Scripted by Neil Simon, After the Fox stars Peter Sellers as a criminal genius named Aldo Vanucci, who unfortunately spends a lot of time behind bars. Not that he can’t get out whenever he wants, but he seems to do just fine in there. That is, until a job comes along that’s too good to pass up. Some criminals have stolen a huge shipment of gold bouillon in Cairo, and they want his help to smuggle it into Italy. To that end, Aldo (a.k.a. The Fox) switches places with his doctor by disguising himself and walks right out of prison, only to find that his mother is less than receptive to his homecoming and his sister is now a wannabe actress who is now calling herself Gina Romantica (Britt Ekland). Ultimately, that ends up being good fortune for him however, because it gives him an idea on how to smuggle in the gold. He steals all of the production equipment from a famous Italian director, and then impersonates him, convincing an entire seaside village that he’s making a movie there in order to get them to cooperate. He even convinces a very famous but aging Lothario actor named Tony Powell (Victor Mature) to star in his film along with his sister, just to give it more authenticity. The question is, once the gold gets there, still the plan all come together, or will it fall apart spectacularly? You’ll have to watch the film to find out.

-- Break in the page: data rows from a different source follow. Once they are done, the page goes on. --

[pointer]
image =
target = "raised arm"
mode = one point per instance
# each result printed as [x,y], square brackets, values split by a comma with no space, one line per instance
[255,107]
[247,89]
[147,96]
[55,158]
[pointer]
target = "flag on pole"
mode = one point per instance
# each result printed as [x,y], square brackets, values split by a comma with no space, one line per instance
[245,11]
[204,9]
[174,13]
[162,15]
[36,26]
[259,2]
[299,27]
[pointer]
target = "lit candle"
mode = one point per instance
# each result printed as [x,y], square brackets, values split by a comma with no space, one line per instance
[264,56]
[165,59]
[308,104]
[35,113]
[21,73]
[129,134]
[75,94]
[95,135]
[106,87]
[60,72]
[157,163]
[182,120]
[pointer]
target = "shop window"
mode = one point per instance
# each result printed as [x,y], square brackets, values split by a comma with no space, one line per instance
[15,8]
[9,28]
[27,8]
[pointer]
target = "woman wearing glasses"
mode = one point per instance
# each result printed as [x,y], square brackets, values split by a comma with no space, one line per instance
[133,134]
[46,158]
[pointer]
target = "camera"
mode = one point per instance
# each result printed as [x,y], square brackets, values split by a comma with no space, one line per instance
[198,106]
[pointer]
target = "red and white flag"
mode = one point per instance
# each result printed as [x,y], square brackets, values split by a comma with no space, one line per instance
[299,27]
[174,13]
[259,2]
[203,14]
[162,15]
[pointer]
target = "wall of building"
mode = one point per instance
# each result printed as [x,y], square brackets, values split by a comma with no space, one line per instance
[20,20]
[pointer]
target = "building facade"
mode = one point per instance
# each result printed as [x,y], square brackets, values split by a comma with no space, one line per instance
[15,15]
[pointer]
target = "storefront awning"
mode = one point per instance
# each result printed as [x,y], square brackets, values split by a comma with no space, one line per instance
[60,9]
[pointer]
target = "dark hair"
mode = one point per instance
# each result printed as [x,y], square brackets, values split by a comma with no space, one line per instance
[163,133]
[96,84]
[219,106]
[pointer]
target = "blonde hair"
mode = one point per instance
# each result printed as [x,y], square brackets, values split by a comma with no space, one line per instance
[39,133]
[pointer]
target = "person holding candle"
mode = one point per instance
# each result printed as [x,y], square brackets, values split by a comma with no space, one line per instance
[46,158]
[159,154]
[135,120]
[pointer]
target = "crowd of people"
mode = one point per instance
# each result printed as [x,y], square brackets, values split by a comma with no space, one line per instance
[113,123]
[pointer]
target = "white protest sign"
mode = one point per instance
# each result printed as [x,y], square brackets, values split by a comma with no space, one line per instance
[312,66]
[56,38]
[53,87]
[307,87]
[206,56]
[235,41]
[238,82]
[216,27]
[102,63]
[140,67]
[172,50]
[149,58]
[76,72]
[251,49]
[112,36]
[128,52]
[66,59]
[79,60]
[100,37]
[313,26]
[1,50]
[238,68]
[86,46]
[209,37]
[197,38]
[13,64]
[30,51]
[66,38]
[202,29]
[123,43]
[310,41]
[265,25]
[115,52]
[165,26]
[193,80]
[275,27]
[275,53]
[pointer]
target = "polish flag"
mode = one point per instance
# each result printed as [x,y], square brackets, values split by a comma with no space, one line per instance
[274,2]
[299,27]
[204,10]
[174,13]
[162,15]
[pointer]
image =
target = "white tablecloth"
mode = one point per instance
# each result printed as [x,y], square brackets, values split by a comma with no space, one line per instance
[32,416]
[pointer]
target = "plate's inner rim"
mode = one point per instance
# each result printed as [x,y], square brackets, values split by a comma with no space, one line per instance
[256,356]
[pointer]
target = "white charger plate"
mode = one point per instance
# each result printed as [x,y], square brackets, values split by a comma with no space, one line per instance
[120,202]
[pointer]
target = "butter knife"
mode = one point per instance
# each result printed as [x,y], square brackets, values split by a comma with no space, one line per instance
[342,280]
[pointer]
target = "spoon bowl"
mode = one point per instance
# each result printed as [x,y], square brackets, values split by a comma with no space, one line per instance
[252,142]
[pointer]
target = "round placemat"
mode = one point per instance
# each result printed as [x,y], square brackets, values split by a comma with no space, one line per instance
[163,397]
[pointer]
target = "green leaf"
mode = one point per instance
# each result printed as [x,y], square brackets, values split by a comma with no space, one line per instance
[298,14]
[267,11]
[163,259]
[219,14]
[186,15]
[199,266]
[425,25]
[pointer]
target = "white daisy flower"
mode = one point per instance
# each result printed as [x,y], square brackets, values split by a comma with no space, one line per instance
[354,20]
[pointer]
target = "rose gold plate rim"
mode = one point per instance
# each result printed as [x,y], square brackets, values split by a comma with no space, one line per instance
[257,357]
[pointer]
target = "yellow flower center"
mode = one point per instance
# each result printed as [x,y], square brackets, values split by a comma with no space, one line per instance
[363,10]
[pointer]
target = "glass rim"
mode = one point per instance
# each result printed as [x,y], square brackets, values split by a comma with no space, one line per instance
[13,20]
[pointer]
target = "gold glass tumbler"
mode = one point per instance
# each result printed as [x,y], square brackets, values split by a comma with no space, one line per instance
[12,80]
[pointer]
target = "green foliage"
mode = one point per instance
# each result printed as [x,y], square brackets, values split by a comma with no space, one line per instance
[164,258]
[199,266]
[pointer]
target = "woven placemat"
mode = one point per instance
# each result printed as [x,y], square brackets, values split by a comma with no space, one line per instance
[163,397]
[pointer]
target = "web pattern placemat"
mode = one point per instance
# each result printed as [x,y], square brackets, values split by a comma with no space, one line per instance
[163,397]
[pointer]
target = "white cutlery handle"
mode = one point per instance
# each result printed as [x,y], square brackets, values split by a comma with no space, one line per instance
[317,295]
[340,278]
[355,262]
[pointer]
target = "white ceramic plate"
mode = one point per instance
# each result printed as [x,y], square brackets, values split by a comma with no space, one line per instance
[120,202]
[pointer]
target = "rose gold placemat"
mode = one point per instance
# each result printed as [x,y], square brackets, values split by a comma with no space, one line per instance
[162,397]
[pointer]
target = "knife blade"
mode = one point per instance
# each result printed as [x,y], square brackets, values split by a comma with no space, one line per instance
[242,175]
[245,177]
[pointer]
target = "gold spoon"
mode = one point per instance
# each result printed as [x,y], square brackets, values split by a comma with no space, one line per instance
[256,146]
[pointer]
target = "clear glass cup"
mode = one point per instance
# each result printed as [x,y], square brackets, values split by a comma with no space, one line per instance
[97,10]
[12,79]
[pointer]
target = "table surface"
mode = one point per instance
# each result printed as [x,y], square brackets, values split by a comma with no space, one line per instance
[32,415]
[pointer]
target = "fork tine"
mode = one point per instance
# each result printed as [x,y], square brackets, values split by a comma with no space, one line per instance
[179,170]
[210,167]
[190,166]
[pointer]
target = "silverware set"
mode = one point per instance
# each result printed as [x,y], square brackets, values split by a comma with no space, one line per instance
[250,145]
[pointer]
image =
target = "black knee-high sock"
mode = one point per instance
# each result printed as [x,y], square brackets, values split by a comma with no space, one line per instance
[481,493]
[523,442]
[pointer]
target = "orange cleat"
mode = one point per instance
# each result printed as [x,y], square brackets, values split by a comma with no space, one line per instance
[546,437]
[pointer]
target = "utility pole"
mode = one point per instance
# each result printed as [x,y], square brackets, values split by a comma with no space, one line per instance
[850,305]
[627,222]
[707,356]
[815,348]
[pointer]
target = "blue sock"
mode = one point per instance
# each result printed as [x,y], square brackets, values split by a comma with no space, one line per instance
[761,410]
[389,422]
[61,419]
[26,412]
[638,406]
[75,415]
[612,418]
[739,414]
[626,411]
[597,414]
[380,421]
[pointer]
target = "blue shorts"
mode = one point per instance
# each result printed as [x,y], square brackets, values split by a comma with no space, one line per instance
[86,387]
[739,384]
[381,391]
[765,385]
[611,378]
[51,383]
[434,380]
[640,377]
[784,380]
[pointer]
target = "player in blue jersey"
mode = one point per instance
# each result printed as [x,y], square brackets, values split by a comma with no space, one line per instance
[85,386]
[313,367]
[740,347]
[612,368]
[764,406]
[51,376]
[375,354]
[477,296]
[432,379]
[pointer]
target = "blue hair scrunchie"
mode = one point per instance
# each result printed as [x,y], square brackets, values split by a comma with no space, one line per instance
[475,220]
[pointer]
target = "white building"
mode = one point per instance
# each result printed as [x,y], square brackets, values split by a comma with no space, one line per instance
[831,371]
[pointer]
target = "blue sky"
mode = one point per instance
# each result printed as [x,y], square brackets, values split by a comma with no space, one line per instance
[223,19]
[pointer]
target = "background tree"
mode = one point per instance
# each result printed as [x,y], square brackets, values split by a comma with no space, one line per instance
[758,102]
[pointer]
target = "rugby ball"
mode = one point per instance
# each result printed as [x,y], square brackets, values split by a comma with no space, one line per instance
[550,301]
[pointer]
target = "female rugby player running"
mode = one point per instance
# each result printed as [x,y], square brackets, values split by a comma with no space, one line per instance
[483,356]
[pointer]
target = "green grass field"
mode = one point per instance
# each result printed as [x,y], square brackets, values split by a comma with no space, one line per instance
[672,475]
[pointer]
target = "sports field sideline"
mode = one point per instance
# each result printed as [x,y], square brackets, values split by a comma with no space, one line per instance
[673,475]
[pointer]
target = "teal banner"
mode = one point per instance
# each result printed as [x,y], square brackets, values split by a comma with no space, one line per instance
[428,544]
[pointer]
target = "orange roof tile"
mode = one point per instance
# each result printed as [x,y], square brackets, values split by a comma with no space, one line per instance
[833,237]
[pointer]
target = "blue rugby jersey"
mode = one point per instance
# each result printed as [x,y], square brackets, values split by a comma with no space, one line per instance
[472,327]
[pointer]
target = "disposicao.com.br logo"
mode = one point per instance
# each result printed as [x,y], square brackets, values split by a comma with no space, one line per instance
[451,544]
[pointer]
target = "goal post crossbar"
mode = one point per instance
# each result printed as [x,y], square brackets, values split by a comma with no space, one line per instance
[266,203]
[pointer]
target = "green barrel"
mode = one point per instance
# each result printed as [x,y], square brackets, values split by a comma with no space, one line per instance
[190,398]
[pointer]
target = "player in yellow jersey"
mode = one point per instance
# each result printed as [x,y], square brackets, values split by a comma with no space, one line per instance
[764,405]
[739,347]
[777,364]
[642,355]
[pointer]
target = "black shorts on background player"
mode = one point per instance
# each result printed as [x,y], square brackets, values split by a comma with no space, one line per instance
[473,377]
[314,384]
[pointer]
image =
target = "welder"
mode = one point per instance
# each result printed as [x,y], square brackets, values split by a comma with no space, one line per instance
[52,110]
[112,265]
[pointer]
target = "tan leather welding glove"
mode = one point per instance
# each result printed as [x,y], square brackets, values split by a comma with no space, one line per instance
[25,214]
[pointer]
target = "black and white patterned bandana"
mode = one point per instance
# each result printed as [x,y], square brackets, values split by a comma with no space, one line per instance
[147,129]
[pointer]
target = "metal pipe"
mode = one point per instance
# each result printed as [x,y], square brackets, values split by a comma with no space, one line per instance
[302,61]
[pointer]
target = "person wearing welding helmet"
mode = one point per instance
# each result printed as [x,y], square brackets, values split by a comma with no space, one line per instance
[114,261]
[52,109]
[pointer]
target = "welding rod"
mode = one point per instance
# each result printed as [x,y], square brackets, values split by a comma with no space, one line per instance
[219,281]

I’ll just be honest here. Outside of the Pink Panther movies and another film called Being There, this is the only other Peter Sellers I’ve ever seen. I have seen him with Dean Martin on his variety show before and he was absolutely hilarious, so I was hoping for quite a bit from this film. Unfortunately, while there were some laugh out loud moments, a lot of the humor fell a bit flat. I think it might have played somewhat funnier back in 1966 than it does to today’s audiences, but I found it amusing nonetheless.
Peter Sellers was the star of the film, but for me the most memorable character was played by Victor Mature, and I think I know why. He was a famous actor struggling against age and trying to project himself as young so he could keep getting roles that were no longer suited for him. He did such a brilliant job of playing that aspect of his character, but the vanity he displayed in doing so also allowed him to be manipulated into starring in the film Vanucci (impersonating the famous director) presented to him, even though he wouldn’t be making any money for it and the script seemed to be made on the fly. Naturally, having a stunningly beautiful young co-star didn’t hurt matter either.
The ending of the film turned into a rather nonsensical car chase, which I wish wouldn’t have happened. It felt more like the end of a Benny Hill Show episode than anything else, and just went completely off the rails. It certainly wasn’t a worth end to an otherwise enjoyable plot, but at least they finished off the film in a clever way, with Vanucci, who’d been convicted in the gold smuggling plan, once again escaping from prison.
This new release from Kino Lorber includes Trailers from Hell with Larry Karazewski, and a trailer gallery. There are no special features relating to the film itself.
With a great cast, an amusing storyline and some laugh out loud moments, After the Fox is definitely worth seeing, however, the weak ending might put off some viewers. Could I recommend actually buying it to add to your collection? I guess so, but I say that only half-heartedly. There were part of this film that were great, while other parts simply fell flat, so yes I can give it a strong recommendation as far as seeing it, but only a mild one as far as owning it.